Realschule Oberwesel setzte ein Zeichen für mehr Miteinander
Dass Streit und Konflikte zum Leben dazugehören, das wissen nicht nur die Erwachsenen. Gerade in einer Schule gilt es immer wieder, die kleineren und größeren Herausforderungen eines gemeinsamen Alltags zu lösen und am Ende wieder nebeneinander auf der Schulbank zu sitzen. Angesichts der vielen aktuellen Krisen in der Welt scheint aber gerade das, was jeder im Kleinen lösen muss, auf der großen Ebene nicht zu gelingen. Das wirft viele Fragen auf, auch bei den Kindern und Jugendlichen. Diese Fragen standen vor einigen Tagen im Mittelpunkt einer Friedensaktion der Heuss-Adenauer Mittelrhein-Realschule Oberwesel.

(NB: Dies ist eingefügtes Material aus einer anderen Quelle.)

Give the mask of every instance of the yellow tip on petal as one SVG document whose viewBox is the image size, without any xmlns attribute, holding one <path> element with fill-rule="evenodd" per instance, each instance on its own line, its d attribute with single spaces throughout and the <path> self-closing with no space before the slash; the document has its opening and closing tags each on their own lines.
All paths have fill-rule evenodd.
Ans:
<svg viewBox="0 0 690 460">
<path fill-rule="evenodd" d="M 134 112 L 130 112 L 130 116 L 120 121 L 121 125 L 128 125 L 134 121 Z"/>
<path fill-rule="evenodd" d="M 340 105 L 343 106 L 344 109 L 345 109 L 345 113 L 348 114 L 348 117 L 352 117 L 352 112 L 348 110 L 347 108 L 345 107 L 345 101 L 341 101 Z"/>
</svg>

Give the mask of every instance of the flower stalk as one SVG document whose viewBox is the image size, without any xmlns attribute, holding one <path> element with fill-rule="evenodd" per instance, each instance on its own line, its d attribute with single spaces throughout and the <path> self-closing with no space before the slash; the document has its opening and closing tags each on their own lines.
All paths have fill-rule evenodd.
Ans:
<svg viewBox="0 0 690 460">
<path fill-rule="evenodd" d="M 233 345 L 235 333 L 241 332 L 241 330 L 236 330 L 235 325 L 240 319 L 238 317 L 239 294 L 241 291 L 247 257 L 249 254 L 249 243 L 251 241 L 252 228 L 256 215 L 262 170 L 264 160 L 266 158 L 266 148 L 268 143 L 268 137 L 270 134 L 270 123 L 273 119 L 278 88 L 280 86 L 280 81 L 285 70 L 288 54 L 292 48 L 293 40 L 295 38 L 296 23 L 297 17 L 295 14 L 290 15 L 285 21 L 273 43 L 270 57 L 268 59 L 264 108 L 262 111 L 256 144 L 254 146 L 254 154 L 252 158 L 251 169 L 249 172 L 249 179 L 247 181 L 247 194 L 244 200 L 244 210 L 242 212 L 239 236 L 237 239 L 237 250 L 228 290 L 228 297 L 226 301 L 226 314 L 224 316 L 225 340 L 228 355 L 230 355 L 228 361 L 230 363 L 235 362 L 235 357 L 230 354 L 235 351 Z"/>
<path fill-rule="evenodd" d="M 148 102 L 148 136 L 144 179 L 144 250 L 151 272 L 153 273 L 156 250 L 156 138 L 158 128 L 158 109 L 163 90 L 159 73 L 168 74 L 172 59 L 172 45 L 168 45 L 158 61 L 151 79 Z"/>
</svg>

Schüler aus über 30 Nationen lernen aktuell an der Schule, sie bringen unterschiedliche Kulturen, Religionen und Prägungen mit. Und sie müssen einen Weg finden, friedlich miteinander umzugehen. Der nach wie vor blutig tobende Konflikt im Gaza-Streifen war der Anlass, in jeder Klasse die Hintergründe des Streits zu beleuchten und auch gemeinsam über Lösungen zu sprechen. Dabei wurde schnell klar, dass bei allen berechtigen Forderungen auf beiden Seiten eskalierende Gewalt, gegenseitiger Terror und das vermeintliche Recht des Stärkeren nicht zu dauerhaften Lösungen führen können.
Mit ihren Klassenleitern erarbeiteten die Schüler Hintergründe zu den Konflikten im Nahen Osten, aber auch in der Ukraine und an anderen Orten der Welt und stellten Forderungen und Vorschläge für ein friedliches Zusammenleben auf. Auf den gezeichneten Plakaten wurde deutlich, dass die Lösungen nicht von außen kommen können, sondern von den Menschen selbst gelebt und verinnerlicht werden müssen: Wir müssen aktiv Ja zum Frieden sagen und aufeinander zugehen.
Symbolisch für diese Erkenntnis stand die gemeinsame Errichtung einer Friedensbrücke auf dem Schulhof. Knapp 400 Schüler waren dabei, als die Brücke aus einzelnen Holzbalken zusammengefügt wurde. Jede Klasse hatte dazu einen Balken farbig gestaltet und mit einem Begriff versehen, der diese Brücke des Friedens und Miteinanders tragfähig machen sollte: Mut – Toleranz – Menschenrechte – kein Rassismus – Offenheit – gemeinsamer Austausch – Liebe … Die Balken fügten sich nach einem ausgeklügelten Plan zusammen und – das war für viele Anwesende überraschend – die sogenannte Leonardo-Brücke hielt, gänzlich ohne Schrauben oder Nägel. Nachdem sich der erste mutige Lehrer von der Tragfähigkeit der Konstruktion überzeugt hatte, ließen es sich die Schüler nicht nehmen, fast allesamt über ihre Friedensbrücke zu gehen.
„Frieden beginnt im Kleinen“, erläuterte Schulleiterin Claudia Weber, „und es erfüllt mich mit Stolz, dass unsere Schüler heute wieder gezeigt haben, dass sie als starke Gemeinschaft agieren können.“ Als UNESCO-Projektschule ist die Mittelrhein-Realschule in besonderer Weise dem Gedanken einer weltumspannenden Zusammenarbeit verpflichtet. „Baut Brücken, dort wo die Erwachsenen sie oft nicht sehen. Baut Brücken, um Hindernisse zu überwinden und die Welt zum Besseren zu verändern. Baut Brücken, denn ihr seid die Brückenbauer von morgen!“, rief Holger Weißmann als UNESCO-Koordinator der Schule seinen Schülern zu.
Die bunte Friedensbrücke bleibt nun als sichtbares Zeichen im Schulgebäude zurück. Unsichtbar, aber vielleicht noch wertvoller, bleibt der Eindruck vom Gang über die tragfähige Brücke in vielen Herzen der Jugendlichen.